March 24, 2017
By Steve Blumenthal
“First, if the bubble were to collapse on its own, would the effect on the economy be exceedingly large?
Second, is it unlikely that the Fed could mitigate the consequences?
Third, is monetary policy the best tool to use to deflate a house-price bubble?
My answers to these questions in the shortest possible form are, ‘no,’ ‘no,’ and ‘no.’”
– Janet Yellen, September 27, 2005
(quoted in Fed Up: An Insider’s Take on Why the Federal Reserve is Bad for America,
by Danielle DiMartino Booth (Portfolio Penguin 2017)).
We touched down late last night in Salt Lake City. Susan, the boys, Brianna and me along with a dozen bags. It’s a long-standing family tradition and let’s just say everyone is really excited. A snowstorm just ended and my Snowbird app says 11” of fresh new snow.
There’s an old saying on the ski mountain, “there are no friends on a powder day.” Any skier who has felt that high-speed soft feeling knows… it’s the epic natural high and it won’t last long. My good friend, today is a powder day! I’ve got to beat the locals and catch the first tram.

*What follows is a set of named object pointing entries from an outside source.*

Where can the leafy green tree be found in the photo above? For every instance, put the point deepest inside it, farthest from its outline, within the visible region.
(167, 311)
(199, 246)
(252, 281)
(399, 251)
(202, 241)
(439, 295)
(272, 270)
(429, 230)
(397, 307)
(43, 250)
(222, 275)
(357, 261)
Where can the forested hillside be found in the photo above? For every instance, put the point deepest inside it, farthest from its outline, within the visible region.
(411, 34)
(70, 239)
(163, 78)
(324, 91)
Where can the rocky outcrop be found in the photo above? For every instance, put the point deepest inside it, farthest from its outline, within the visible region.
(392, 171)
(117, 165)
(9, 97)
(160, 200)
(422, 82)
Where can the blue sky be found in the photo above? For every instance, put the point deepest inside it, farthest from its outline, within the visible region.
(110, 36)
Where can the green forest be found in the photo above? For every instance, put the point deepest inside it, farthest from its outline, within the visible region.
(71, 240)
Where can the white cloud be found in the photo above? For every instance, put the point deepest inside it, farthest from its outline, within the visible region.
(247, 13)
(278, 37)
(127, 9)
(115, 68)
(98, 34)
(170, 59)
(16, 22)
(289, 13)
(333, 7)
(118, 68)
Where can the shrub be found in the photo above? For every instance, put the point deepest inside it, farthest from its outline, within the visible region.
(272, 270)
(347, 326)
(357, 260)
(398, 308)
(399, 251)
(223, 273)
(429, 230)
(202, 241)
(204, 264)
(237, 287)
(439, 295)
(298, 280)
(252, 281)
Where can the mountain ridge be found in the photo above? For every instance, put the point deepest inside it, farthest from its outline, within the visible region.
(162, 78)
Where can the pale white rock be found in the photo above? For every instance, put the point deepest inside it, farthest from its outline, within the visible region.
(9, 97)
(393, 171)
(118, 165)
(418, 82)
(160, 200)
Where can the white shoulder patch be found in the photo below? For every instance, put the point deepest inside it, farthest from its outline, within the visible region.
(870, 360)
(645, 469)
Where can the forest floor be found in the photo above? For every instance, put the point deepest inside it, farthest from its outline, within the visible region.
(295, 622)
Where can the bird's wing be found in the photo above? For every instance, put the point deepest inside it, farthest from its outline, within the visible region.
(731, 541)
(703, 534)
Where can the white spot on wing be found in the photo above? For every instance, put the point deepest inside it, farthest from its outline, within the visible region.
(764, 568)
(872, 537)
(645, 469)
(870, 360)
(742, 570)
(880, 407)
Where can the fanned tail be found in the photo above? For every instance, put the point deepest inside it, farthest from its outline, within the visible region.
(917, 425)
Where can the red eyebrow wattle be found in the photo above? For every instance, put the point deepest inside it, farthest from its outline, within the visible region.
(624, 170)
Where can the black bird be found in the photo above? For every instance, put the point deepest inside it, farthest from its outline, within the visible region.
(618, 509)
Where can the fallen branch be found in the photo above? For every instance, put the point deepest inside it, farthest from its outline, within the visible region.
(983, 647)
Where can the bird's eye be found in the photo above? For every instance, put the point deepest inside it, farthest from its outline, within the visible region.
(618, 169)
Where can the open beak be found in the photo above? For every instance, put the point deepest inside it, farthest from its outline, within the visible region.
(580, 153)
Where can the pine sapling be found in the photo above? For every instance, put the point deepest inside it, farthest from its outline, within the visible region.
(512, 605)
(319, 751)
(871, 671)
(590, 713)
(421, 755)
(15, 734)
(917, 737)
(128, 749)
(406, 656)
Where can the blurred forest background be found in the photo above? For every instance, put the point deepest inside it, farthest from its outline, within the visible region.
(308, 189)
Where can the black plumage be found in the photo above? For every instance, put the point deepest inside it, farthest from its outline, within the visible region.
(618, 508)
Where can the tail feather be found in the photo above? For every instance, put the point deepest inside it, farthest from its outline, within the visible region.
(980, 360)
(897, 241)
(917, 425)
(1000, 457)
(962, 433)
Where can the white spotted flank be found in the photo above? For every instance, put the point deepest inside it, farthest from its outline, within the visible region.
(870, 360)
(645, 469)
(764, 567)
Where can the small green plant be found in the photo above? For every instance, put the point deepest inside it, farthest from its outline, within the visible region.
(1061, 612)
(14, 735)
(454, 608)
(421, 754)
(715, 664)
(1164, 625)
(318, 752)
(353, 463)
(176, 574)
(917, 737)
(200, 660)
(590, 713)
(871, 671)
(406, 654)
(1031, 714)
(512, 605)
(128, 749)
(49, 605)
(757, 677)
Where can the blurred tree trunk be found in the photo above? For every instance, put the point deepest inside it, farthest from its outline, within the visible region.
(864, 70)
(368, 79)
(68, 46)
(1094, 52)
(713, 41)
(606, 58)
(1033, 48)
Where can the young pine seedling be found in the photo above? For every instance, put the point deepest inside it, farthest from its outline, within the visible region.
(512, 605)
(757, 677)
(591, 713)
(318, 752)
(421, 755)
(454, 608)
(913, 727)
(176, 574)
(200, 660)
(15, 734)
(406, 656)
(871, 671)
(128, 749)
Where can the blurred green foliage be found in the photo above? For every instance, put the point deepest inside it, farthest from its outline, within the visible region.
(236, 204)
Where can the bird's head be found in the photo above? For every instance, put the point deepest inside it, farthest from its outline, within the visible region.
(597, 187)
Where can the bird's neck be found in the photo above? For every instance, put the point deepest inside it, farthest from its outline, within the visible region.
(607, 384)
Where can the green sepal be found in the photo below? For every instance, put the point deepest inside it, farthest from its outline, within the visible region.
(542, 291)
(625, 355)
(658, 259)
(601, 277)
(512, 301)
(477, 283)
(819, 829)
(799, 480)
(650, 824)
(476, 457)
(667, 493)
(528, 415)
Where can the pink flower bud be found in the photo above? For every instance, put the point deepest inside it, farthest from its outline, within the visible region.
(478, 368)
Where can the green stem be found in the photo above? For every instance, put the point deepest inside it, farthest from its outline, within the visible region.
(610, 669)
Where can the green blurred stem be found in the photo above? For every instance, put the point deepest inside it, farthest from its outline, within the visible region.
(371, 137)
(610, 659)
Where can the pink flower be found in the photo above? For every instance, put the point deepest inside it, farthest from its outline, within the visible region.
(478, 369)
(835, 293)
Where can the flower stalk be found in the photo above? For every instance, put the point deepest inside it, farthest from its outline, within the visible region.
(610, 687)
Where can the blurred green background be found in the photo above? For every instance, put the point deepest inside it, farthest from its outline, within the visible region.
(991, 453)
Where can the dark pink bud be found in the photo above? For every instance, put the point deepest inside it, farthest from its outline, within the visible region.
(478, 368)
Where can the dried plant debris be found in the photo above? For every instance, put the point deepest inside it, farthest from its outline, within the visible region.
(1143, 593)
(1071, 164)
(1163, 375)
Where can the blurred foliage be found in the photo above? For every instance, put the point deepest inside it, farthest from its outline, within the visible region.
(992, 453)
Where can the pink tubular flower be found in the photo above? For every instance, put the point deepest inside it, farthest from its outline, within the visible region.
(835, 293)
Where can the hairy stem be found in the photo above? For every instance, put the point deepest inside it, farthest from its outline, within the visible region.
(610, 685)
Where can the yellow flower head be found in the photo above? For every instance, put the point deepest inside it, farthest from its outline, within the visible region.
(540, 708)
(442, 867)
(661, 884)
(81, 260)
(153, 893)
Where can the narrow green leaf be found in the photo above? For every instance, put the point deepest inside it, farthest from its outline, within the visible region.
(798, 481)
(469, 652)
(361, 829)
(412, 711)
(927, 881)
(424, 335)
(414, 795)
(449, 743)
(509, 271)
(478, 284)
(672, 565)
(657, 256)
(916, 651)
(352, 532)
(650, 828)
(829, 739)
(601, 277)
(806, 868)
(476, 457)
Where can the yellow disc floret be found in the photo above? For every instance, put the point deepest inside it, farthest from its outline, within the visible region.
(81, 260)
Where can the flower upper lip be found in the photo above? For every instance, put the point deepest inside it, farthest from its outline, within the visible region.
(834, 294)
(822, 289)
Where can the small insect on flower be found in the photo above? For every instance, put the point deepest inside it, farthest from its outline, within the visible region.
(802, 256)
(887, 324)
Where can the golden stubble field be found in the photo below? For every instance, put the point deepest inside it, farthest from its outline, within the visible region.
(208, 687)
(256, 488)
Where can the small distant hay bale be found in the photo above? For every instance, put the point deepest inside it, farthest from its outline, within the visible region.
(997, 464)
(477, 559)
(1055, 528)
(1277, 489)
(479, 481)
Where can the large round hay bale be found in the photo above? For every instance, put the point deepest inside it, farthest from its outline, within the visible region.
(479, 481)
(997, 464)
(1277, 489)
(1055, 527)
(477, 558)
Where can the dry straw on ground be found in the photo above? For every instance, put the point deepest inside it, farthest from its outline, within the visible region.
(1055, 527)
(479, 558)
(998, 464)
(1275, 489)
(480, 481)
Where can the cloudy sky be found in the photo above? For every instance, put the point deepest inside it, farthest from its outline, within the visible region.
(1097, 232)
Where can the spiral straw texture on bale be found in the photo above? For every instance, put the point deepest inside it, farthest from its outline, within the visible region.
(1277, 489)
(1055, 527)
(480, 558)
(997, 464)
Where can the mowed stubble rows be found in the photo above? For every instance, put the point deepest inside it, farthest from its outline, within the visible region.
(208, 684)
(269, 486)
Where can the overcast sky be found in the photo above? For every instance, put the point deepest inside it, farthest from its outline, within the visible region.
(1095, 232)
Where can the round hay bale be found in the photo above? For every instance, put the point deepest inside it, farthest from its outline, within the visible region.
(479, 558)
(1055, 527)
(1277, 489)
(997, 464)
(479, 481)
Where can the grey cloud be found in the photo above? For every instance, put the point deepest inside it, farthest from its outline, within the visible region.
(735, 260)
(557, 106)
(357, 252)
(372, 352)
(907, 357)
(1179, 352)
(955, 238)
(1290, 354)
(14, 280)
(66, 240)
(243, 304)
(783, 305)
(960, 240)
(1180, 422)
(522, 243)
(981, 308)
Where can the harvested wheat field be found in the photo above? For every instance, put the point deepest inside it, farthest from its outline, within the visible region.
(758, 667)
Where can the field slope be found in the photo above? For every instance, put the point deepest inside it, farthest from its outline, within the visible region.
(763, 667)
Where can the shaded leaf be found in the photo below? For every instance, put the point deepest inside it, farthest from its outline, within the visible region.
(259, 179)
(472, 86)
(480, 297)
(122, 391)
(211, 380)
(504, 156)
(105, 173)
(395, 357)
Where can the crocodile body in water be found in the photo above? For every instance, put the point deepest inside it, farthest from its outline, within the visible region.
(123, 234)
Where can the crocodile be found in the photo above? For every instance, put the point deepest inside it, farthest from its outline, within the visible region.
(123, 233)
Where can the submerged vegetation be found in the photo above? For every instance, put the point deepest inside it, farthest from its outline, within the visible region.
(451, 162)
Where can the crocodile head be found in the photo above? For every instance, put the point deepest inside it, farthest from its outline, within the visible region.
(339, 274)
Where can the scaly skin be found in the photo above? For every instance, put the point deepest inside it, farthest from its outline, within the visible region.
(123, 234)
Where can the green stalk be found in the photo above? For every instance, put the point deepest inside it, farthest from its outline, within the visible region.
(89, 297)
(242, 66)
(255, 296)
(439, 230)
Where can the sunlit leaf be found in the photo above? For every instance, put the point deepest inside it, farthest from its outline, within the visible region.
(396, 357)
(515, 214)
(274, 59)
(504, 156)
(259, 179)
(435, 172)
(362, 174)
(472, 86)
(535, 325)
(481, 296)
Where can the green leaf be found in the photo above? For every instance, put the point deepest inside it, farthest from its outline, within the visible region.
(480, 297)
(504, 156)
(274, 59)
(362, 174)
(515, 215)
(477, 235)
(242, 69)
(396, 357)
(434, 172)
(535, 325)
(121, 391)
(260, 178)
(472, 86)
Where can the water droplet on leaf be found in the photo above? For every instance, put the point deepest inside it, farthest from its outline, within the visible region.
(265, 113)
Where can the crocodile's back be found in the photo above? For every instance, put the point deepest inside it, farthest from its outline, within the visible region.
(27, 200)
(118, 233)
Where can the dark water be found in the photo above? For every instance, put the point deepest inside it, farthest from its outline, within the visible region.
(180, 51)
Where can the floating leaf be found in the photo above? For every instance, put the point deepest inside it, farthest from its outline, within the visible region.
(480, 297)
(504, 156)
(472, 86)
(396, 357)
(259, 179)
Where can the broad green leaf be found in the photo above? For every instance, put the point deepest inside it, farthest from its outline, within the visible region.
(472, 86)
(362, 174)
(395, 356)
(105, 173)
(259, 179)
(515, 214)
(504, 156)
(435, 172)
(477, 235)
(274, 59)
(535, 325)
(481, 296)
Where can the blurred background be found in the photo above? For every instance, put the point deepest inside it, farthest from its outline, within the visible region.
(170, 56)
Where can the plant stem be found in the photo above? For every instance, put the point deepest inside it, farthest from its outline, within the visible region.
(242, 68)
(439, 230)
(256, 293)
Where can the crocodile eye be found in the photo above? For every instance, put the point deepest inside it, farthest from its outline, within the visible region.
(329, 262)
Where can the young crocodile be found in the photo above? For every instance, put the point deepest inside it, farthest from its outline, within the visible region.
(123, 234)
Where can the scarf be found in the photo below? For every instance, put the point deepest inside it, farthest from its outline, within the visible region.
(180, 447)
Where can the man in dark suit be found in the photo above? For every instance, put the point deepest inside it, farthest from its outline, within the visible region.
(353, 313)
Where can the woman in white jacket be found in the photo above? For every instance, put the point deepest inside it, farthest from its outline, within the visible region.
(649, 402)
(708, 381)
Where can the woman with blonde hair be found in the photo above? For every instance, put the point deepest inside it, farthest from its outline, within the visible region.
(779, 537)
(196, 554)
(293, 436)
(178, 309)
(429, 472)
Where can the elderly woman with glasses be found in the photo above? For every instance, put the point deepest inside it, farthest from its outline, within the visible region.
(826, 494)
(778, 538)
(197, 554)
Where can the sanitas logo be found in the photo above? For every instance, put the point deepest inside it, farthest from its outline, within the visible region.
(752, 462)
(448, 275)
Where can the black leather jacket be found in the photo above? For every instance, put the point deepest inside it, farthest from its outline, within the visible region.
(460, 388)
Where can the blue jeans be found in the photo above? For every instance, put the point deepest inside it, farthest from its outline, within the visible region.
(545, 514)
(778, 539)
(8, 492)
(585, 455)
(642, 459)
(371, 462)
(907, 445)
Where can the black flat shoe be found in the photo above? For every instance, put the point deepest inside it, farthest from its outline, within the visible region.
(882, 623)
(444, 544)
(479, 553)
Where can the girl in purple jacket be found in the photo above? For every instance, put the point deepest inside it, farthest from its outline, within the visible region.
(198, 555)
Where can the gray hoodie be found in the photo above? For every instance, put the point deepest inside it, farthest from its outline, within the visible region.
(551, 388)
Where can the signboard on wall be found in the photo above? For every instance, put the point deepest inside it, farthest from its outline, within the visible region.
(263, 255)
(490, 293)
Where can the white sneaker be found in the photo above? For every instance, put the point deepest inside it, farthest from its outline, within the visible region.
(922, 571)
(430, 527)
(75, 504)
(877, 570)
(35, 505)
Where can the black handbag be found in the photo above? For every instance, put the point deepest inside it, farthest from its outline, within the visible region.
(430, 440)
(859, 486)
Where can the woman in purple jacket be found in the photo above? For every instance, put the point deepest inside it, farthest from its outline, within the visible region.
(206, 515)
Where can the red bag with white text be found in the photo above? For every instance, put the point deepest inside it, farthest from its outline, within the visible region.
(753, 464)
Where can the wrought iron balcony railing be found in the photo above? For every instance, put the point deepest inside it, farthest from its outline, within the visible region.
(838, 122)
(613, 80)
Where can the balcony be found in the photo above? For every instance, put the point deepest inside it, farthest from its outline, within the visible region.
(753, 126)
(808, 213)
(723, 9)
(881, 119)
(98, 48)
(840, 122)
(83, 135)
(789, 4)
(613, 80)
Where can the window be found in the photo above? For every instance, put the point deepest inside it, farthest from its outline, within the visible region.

This week’s post is selfishly short. “No friends,” I’ll ask forgiveness later. But I do want to share something I believe is important as it relates to the economy, the markets and your net worth.
Bridgewater Associates is out with a piece this week entitled, “Populism: The Phenomenon.” It begins:
Populism is not well understood because, over the past several decades, it has been infrequent in emerging countries (e.g., Chávez’s Venezuela, Duterte’s Philippines, etc.) and virtually nonexistent in developed countries. It is one of those phenomena that comes along in a big way about once a lifetime—like pandemics, depressions, or wars. The last time that it existed as a major force in the world was in the 1930s, when most countries became populist. Over the last year, it has again emerged as a major force.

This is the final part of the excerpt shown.